# Pork Shank (knuckle) sous vide.



## thepot (Jun 29, 2016)

Hi guys. I used to work for a major American River Cruise company in Europe for the last 16 years.

I decided that is time to settle down back home ( Bulgaria), and build my own small business.

My menu list depends on few signature dishes, which include Pork shank, Baby Back Ribs, Beef Tongue, Chicken Wings.

The previous owner has left behind a beautiful Multivac vacuum and sous vide equipment, and I want to take full advantage out of it.

Would anyone be so kind to share working recepies for the Shank and Ribs, which doesn't require 48 hours of sous viding?

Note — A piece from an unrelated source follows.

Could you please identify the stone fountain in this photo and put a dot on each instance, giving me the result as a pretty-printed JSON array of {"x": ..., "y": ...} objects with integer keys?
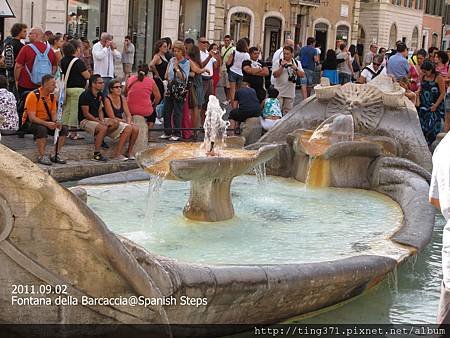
[{"x": 210, "y": 168}]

They shall be finished in a Rational convection oven, but not necessarily.

Thanks in advance!


----------



## frankie007 (Jan 17, 2015)

Pork knuckle requires long, slow cooking why would you want to cook it sous vide? I wander would it be possible to find anyone who can cook without a bag and a water bath in couple of years?


----------



## chefbillyb (Feb 8, 2009)

In most cases Sous Vide is low and slow. In the restaurant business it may be to go a bit higher in temp and less hours cooking. I have also done BBRibs with real good results in Sous vide. In my case I'm not in a hurry so cooking for 24 to 36 hrs isn't that big of a deal. Some of the timing on something like Pork belly would go 24 to 36 hrs. If you crank it up 20 more degrees it would cooking in 8 to 12. The thing you may want to work on in a Restaurant operation is cooking ahead, bring back to temp and then finishing for service. Take the cuts you want to do Sous Vide and test for the best results. I would think the pork your using would be better than the commerciality raised pork we use in America. I think your pork shank would do well Sous Vide. I do dbl cut pork chops with good results. What is your idea for a finished look at taste for your pork shank ?


----------



## thepot (Jun 29, 2016)

Thank you. I would like to reach something like Bavarian Haxe look. With crispy skin and tender result. Finishing in the convection oven. And you are right. I want to do the SV ahead of time (overnight probably), chill and fridge them. Finishing them upon order. For restaurant setup, I believe this is the best way to deliver constant quality. Will try 75c for 12 hours, and I shall tell


----------



## ljokjel (Jul 1, 2009)

Last time I did it it was 86/90 degrees over night. After cooking them, we deboned the meat. 

After doing so you might "roll" it up again, or roll it out flat. If its flat its easy to get it really crispy. We also used to do something similar with pork tails. 92c/12 hours. Debone, and spread out flat. Skin down with preassure until crispy on the flat top.


----------



## thepot (Jun 29, 2016)

Interesting. Never went over 75c for 9 hours. It turns really tender. Never thought deboning it though. That's a good idea to consider. Thank you.


----------